D’altra parte (come già evidenziato nella nota di aggiornamento del 24 marzo) di fronte a provvedimenti fra loro contrastanti i destinatari degli stessi non possono venir privati della certezza del diritto senza sapere quale norma rispettare.

Quanto ai Sindaci è invece espressamente previsto, “a pena di inefficacia”, che non possono adottare Ordinanze contingibili e urgenti dirette a fronteggiare l’emergenza in contrasto con le misure statali.

 

4. Nota di aggiornamento del 14/04/2020

Sempre in punto divieto di spostamenti occorre evidenziare che il Decreto Legge 25 marzo 2020 n. 19 di cui abbiamo già in precedenza parlato, oltre a depenalizzare (articolo 4) la suddetta violazione, ha altresì limitato (articolo 3) il potere delle Regioni di emettere Ordinanze “a specifiche situazioni sopravvenute di aggravamento del rischio sanitario nel loro territorio o in una parte di esso” potendo in tal caso introdurre ulteriori misure restrittive, con efficacia limitata, sino all’adozione del DPCM che regoli la materia.

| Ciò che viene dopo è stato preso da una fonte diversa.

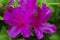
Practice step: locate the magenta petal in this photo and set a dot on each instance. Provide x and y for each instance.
(8, 18)
(26, 32)
(49, 28)
(13, 32)
(38, 33)
(45, 12)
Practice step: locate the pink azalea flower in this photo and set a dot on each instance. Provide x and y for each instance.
(18, 19)
(39, 21)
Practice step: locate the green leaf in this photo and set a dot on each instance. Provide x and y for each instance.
(1, 18)
(39, 3)
(4, 3)
(4, 35)
(54, 37)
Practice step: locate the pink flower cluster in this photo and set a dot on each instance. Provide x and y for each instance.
(28, 15)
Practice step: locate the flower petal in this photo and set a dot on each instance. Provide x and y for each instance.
(25, 31)
(8, 18)
(13, 32)
(45, 12)
(38, 33)
(49, 28)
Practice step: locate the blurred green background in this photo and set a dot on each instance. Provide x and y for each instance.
(55, 19)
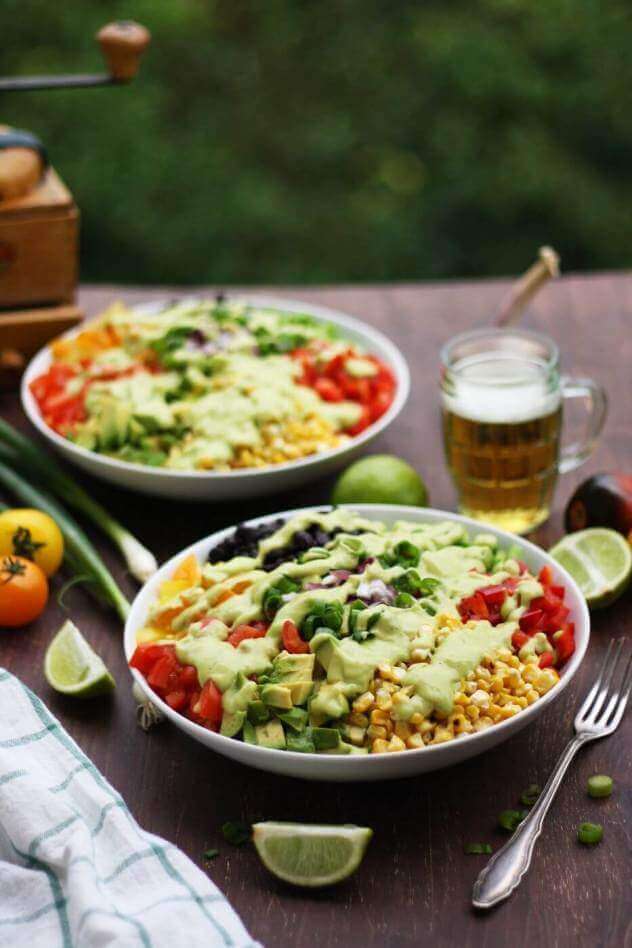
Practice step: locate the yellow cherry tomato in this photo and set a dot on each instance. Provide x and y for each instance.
(33, 535)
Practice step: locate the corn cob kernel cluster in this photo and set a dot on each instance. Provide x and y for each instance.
(499, 688)
(287, 442)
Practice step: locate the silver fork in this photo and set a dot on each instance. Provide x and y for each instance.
(599, 716)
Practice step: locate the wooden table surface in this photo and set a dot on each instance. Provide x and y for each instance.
(415, 883)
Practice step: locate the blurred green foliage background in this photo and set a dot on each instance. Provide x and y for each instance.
(314, 141)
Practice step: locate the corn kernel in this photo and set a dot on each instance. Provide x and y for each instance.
(442, 734)
(414, 742)
(364, 702)
(379, 746)
(480, 698)
(375, 731)
(402, 730)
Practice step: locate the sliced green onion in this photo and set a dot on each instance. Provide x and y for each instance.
(236, 832)
(510, 819)
(529, 796)
(599, 785)
(141, 563)
(477, 849)
(590, 833)
(83, 555)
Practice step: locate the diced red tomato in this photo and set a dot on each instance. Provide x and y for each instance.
(493, 595)
(176, 699)
(209, 705)
(159, 676)
(334, 383)
(473, 607)
(530, 621)
(292, 641)
(145, 656)
(328, 390)
(518, 639)
(255, 631)
(546, 613)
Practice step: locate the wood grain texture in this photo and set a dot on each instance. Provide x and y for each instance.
(415, 883)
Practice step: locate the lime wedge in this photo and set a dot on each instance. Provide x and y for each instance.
(600, 562)
(73, 668)
(308, 854)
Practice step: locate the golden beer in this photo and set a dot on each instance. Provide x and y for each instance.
(505, 472)
(501, 396)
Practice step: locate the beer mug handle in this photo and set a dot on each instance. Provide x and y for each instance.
(596, 402)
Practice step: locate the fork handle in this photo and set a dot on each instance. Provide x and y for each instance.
(505, 869)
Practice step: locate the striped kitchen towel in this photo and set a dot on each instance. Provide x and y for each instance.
(75, 867)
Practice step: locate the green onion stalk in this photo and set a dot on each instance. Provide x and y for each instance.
(80, 552)
(29, 457)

La doverosa premessa era necessaria per comprendere l’evoluzione oltreché la logica dei provvedimenti amministrativi che ne sono seguiti.

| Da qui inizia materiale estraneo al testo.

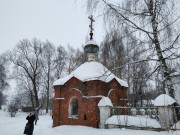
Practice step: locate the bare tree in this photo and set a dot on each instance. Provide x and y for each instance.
(3, 78)
(153, 21)
(60, 62)
(27, 56)
(48, 63)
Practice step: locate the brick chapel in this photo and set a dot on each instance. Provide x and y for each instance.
(78, 94)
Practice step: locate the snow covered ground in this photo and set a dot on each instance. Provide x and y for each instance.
(15, 126)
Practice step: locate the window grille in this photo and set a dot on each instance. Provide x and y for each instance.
(73, 107)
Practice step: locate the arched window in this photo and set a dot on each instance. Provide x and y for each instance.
(73, 107)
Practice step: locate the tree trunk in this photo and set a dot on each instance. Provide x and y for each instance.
(159, 53)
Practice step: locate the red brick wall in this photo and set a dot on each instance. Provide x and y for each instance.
(87, 106)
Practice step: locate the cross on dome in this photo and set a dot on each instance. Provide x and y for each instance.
(91, 26)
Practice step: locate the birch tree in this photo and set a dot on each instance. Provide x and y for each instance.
(27, 57)
(153, 21)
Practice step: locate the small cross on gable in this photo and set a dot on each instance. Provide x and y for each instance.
(91, 26)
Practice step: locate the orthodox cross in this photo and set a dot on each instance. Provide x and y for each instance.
(91, 26)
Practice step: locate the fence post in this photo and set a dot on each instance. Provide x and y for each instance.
(166, 114)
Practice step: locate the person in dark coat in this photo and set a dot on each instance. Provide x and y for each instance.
(30, 124)
(36, 112)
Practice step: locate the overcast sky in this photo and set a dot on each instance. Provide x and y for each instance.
(60, 21)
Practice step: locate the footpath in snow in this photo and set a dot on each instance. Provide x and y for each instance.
(15, 126)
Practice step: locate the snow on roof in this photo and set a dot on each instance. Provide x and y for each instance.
(90, 42)
(91, 71)
(163, 100)
(175, 74)
(105, 101)
(133, 121)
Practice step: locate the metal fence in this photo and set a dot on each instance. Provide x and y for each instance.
(152, 112)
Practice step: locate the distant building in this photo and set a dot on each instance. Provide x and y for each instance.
(78, 94)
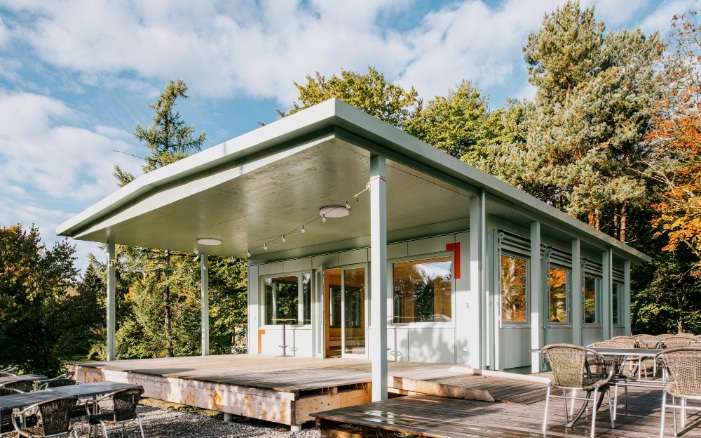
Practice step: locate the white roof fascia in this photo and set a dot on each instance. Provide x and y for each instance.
(380, 137)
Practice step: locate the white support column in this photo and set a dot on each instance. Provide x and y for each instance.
(536, 303)
(576, 292)
(606, 292)
(484, 339)
(378, 276)
(626, 298)
(111, 300)
(204, 293)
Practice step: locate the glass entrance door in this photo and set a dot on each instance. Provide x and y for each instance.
(344, 311)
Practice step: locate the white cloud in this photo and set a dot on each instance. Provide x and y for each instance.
(38, 138)
(471, 41)
(661, 17)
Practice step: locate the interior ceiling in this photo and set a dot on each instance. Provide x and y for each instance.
(260, 206)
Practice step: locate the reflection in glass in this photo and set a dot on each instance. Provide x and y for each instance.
(558, 295)
(513, 289)
(307, 298)
(354, 310)
(589, 299)
(423, 290)
(281, 298)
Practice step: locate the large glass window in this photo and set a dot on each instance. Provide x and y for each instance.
(591, 299)
(617, 294)
(422, 290)
(288, 299)
(559, 299)
(307, 298)
(514, 280)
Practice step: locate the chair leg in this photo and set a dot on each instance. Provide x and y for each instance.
(593, 413)
(545, 415)
(141, 428)
(612, 415)
(674, 414)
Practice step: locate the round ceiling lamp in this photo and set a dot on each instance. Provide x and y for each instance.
(208, 241)
(334, 211)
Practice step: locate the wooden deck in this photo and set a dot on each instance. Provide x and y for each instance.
(423, 416)
(288, 390)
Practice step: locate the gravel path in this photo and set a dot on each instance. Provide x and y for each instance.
(167, 423)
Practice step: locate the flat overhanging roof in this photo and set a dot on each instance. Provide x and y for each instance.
(252, 190)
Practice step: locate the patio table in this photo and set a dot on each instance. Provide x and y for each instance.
(20, 378)
(20, 401)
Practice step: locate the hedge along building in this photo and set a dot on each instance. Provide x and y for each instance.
(363, 241)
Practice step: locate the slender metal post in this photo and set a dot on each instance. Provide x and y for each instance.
(626, 298)
(576, 292)
(111, 301)
(536, 298)
(204, 292)
(378, 276)
(606, 293)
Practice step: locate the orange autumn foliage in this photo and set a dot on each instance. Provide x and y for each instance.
(677, 139)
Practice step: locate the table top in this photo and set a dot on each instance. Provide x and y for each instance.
(90, 389)
(20, 377)
(10, 402)
(642, 352)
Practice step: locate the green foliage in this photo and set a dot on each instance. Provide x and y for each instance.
(37, 317)
(584, 146)
(456, 124)
(369, 92)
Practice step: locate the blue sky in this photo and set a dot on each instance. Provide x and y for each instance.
(76, 76)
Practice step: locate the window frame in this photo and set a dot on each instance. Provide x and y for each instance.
(527, 289)
(597, 299)
(300, 297)
(568, 294)
(425, 258)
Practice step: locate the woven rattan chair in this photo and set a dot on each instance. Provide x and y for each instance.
(571, 373)
(5, 416)
(678, 341)
(683, 365)
(629, 341)
(123, 409)
(54, 418)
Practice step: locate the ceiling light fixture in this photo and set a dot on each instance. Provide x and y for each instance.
(208, 241)
(334, 211)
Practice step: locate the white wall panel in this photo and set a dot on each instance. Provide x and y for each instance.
(297, 265)
(429, 245)
(353, 257)
(514, 347)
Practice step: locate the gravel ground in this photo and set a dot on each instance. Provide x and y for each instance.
(167, 423)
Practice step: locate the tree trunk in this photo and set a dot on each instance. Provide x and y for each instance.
(624, 214)
(167, 316)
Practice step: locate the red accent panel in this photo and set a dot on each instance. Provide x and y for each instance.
(261, 332)
(455, 247)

Ci riferiamo in primis all’Ordinanza n. 521 del 04/04/2020 del Presidente della Giunta della Regione Lombardia con la quale l’organo amministrativo della suddetta regione all’articolo 1, comma 1.1, lett. A) ha introdotto l’obbligo dell’utilizzo della mascherina, o (in subordine) di un qualunque altro indumento a copertura di naso e bocca (sciarpe, foulard e altri indumenti di dubbia efficacia), omettendo poi di fornirle gratuitamente all’intera popolazione (se non una sola mascherina agli ultrasessantacinquenni), cui ha fatto seguito il DPCM del 10/04/2020 che invece, all’articolo 1, comma 1, lett. a), e sempre in punto spostamenti, non fa accenno alcuno al suddetto obbligo.

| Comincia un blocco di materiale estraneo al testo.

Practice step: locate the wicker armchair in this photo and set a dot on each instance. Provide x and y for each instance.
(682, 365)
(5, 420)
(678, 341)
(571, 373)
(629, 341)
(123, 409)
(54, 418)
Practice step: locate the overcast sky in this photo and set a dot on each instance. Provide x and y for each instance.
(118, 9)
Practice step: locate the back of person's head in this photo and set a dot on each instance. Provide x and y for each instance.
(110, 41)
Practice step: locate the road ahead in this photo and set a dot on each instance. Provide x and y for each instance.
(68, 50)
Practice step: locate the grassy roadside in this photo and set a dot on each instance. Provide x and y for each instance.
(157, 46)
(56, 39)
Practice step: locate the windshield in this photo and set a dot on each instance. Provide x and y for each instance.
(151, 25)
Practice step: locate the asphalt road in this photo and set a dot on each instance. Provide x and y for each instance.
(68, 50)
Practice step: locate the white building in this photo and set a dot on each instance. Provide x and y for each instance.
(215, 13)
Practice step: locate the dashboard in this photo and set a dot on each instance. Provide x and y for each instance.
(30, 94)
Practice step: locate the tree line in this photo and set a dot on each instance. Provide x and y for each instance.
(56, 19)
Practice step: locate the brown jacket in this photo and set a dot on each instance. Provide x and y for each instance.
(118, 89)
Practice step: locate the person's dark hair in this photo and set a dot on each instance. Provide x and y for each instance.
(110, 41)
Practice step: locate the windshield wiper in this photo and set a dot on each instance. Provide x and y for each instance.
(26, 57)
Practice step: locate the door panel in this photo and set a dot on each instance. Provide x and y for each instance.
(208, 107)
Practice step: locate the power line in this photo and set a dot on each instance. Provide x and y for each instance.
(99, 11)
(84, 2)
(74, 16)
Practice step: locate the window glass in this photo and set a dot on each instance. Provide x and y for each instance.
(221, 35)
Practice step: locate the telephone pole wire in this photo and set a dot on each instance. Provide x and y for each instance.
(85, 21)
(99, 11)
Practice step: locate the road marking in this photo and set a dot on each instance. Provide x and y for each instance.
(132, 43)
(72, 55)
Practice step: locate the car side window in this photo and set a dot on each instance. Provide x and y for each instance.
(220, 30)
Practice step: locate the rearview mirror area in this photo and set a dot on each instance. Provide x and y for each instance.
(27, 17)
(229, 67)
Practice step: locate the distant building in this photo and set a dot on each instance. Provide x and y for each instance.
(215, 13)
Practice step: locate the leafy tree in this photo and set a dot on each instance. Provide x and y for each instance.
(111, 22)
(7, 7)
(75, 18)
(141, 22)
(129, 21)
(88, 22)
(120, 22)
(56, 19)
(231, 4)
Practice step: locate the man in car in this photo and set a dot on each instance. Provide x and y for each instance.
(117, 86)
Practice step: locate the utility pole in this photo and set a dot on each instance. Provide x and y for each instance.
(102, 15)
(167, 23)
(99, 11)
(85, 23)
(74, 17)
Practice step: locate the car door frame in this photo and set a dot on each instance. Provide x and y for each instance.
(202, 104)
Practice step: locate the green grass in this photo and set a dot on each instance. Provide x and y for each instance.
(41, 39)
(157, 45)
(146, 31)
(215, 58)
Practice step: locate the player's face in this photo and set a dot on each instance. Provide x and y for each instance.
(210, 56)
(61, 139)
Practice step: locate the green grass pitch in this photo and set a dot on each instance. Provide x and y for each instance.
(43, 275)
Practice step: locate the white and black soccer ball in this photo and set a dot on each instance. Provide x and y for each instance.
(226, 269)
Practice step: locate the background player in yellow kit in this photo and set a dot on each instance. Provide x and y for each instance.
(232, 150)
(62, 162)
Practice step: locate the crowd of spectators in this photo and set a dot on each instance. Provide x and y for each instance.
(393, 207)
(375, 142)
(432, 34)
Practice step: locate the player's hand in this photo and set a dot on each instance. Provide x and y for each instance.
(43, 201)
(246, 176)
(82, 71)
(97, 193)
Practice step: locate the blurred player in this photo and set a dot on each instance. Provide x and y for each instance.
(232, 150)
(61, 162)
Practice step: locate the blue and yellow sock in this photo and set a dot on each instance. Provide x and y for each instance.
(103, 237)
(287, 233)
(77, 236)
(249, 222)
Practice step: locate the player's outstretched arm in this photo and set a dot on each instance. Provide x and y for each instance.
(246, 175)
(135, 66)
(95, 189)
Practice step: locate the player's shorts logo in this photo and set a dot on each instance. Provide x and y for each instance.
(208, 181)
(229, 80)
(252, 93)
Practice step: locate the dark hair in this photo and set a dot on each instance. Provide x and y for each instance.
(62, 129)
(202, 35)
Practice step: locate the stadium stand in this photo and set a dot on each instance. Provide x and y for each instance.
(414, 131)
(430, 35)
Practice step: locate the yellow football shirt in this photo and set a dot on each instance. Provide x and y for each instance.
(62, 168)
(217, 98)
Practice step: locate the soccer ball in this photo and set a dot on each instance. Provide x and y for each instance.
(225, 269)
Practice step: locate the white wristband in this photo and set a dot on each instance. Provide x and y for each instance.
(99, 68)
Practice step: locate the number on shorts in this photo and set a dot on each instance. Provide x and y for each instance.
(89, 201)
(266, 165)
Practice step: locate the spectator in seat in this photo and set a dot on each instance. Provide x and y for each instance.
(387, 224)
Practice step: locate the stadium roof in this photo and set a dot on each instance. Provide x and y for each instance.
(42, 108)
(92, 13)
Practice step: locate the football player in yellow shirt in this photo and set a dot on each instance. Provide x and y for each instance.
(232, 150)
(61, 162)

Ma quello degli spostamenti non è il solo punto di contrasto tra i due provvedimenti amministrativi (si pensi ad es. alle attività professionali che per il Governo non sono sospese mentre invece lo sono per la Regione Lombardia).

Ed è appunto nel solco dell’efficacia limitata, prevista dal suddetto Decreto-Legge, che si inserisce la successiva Ordinanza n. 528 dell’11/04/2020 del Presidente della Giunta della Regione Lombardia con la quale non era necessario nuovamente riproporre le medesime norme della precedente Ordinanza se non nella logica di cronologicamente superare quelle introdotte con l’ultimo DPCM del 10/04/2020.

Tutto ciò con buona pace della certezza del diritto non essendo compito dei destinatari dei provvedimenti, in continua successione e contrapposizione tra loro, discernere sul conflitto di poteri tra Stato e Regioni.